The conserved regulatory motifs harbored nine putative TF binding sites for RA1-like A lineage, 22 putative TF binding sites for RA1-like B lineage, and 13 putative TF binding sites for RA1 lineage. We found two conserved motifs shared by RA1-like and RA1 promoter sequences: (1) ABI-motifs are present among at least 24 of 35 promoter sequences analyzed; (2) WRKY-motifs were identified in 12 of 35 promoter sequences.
RA1-like A shares (1) TCP-motifs with the promoter sequences of RA1-like B of the PACMAD clade, except for the ones of Andropogoneae, and (2) DREB1E-motifs with Andropogoneae promoter sequences of RA1.
RA1-like B has five motifs in common with RA1: (1) ARF-motifs are present in all RA1-like B and RA1 promoter sequences of the Andropogoneae tribe; (2) AGL-motifs are well conserved in RA1-like B promoter sequences, except in the Andropogoneae tribe, while AGL-motifs are restricted to the Andropogoneae tribe in RA1 lineage; (3) MYB-motifs were identified in RA1-like B sequences of the PACMAD and RA1 promoter sequences from the Andropogoneae tribe; (4–5) MNB1A-motif and ERF-motifs were identified among RA1-like B promoter sequences of the PACMAD clade, except for the ones of Andropogoneae, and RA1 promoter sequences from the Andropogoneae tribe.
We found that each species lineage copy is characterized by unique cis-elements. The RA1-like A lineage has conserved BPC-motifs outside the Andropogoneae tribe and a RA1 binding motif in the Andropogoneae tribe. TGA9-motif, GRP9-motif, and HHO3-motif were identified only in promoter sequences from PACMAD clade species outside the Andropogoneae tribe. The RA1-like B lineage is characterized by the presence of NAC-motifs on all promoter sequences analyzed, except for the one of T. intermedium.
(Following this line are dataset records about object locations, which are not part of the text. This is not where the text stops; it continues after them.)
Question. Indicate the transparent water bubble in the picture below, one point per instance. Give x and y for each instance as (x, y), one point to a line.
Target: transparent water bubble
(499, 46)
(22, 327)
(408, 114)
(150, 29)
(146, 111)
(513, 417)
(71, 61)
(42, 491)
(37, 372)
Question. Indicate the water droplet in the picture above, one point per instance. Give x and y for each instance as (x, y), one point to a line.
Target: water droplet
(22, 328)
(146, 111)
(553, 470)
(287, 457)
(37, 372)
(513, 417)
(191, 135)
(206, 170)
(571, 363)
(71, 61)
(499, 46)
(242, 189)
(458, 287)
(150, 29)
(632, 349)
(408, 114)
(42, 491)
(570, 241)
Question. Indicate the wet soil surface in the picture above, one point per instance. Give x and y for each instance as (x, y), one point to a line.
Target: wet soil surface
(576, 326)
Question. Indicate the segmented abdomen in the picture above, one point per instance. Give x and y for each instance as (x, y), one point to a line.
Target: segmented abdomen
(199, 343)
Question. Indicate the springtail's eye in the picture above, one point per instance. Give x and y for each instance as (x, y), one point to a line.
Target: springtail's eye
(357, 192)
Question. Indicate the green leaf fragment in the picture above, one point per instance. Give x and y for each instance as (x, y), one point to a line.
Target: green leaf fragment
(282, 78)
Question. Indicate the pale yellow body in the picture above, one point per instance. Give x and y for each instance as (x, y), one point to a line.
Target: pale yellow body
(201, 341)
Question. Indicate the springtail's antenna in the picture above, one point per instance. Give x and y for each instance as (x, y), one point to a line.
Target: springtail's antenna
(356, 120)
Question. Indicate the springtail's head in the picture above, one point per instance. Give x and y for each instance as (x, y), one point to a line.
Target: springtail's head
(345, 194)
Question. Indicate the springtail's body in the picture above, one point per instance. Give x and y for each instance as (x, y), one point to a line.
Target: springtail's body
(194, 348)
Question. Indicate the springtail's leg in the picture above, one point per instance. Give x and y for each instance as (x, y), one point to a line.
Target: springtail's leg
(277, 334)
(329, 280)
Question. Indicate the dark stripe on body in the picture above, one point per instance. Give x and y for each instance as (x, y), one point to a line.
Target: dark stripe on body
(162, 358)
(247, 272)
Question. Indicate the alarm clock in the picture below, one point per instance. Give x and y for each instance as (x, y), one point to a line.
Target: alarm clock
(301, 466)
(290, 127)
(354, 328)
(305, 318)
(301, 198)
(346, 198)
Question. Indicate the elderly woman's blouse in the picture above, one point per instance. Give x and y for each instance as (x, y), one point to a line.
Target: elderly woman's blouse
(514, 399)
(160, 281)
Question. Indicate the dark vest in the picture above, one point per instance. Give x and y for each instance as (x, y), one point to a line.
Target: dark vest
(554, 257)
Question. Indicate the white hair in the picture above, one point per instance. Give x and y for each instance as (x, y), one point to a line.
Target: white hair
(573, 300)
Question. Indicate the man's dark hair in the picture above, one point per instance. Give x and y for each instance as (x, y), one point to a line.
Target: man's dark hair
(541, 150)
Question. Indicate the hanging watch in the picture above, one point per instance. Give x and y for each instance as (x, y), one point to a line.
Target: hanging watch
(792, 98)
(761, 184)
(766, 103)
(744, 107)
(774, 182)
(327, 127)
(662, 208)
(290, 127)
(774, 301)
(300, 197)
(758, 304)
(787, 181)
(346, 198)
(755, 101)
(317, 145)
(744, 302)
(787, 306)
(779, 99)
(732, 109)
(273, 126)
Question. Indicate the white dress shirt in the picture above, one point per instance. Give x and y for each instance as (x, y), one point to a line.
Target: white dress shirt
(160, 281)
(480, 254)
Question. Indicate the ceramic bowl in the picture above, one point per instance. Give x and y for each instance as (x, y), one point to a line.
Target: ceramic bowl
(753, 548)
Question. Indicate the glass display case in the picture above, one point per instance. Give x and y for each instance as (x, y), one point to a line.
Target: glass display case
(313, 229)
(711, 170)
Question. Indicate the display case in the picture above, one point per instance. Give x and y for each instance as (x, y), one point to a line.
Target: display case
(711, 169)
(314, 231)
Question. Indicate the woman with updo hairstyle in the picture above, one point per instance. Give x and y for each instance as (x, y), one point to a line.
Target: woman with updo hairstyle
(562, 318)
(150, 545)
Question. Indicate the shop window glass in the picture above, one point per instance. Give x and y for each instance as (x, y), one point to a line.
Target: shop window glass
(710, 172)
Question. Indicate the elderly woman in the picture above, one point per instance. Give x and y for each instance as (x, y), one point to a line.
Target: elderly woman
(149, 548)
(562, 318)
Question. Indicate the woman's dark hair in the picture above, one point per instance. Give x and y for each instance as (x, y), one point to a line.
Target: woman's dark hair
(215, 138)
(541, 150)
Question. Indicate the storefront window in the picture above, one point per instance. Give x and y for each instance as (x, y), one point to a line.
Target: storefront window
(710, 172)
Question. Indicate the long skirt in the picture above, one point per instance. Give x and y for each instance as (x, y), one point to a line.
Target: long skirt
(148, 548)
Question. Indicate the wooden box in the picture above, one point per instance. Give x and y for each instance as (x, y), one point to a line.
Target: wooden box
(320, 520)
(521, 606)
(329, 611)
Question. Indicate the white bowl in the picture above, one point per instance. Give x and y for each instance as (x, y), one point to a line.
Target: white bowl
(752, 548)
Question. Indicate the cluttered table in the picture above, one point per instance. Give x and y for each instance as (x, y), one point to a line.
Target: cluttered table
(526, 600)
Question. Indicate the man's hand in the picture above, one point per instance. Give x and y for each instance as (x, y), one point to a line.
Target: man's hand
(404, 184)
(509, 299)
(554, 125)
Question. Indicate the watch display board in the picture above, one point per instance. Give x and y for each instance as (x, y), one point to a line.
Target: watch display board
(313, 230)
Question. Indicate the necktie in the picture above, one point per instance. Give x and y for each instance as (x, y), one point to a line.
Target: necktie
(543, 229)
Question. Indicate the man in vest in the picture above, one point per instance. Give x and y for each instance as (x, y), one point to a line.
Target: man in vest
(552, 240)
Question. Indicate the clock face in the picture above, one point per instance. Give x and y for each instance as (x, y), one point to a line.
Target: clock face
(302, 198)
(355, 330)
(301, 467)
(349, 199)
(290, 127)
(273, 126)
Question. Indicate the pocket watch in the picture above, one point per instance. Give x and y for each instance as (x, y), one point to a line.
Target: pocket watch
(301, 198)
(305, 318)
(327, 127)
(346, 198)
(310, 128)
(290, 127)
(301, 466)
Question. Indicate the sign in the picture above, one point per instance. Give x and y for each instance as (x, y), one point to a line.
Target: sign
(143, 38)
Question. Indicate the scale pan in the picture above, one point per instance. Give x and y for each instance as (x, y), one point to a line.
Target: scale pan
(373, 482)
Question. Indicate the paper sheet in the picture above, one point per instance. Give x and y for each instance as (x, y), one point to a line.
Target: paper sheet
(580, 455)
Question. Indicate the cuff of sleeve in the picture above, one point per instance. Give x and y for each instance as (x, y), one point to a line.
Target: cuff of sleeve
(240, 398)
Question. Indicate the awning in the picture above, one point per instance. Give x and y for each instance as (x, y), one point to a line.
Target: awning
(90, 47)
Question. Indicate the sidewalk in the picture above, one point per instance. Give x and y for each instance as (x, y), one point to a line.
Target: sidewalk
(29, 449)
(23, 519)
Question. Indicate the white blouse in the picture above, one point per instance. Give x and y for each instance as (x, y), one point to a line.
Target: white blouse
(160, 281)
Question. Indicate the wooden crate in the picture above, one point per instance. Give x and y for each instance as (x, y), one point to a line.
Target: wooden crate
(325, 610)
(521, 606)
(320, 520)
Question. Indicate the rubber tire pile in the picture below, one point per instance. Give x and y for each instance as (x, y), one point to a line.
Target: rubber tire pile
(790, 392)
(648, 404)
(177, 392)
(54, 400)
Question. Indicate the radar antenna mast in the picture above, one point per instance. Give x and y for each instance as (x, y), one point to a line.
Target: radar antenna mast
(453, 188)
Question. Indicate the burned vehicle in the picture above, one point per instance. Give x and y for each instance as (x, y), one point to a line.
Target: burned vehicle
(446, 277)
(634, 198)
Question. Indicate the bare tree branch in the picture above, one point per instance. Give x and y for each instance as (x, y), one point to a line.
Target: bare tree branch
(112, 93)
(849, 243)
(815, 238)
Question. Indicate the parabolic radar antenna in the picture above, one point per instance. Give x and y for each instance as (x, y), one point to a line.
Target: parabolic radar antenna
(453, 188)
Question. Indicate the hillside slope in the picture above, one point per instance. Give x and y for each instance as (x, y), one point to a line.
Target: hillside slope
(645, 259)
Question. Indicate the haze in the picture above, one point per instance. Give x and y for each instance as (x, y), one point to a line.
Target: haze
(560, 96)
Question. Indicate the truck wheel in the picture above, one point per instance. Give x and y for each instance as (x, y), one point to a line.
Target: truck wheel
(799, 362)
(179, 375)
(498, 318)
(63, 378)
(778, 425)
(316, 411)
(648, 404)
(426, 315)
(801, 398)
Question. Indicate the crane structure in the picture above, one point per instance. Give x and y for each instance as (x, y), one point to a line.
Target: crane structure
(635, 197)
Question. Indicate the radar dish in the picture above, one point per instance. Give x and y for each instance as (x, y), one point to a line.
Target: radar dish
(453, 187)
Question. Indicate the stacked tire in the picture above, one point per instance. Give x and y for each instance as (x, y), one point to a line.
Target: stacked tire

OsRR22-motif, BZIP48-motif, and GATA20-motif are restricted to the BOP clade. Between species from the PACMAD clade, bHLH130-motif, ANL2-motif, and an unknown motif were identified in the Andropogoneae tribe, while PLT1-motif, FUS3-motif, ABF2-motif, Zm00001d027846-motif, ATHB-12-motif, AHL20-motif, and DOF3.6-motif were identified outside the Andropogoneae tribe. Finally, the promoter sequences of the RA1 lineage are characterized by the presence of (1) SPL14-motif, TB1-motif, CDF5-motif, and O2-motif sequences in the Andropogoneae tribe and (2) SMZ-motif outside the Andropogoneae tribe.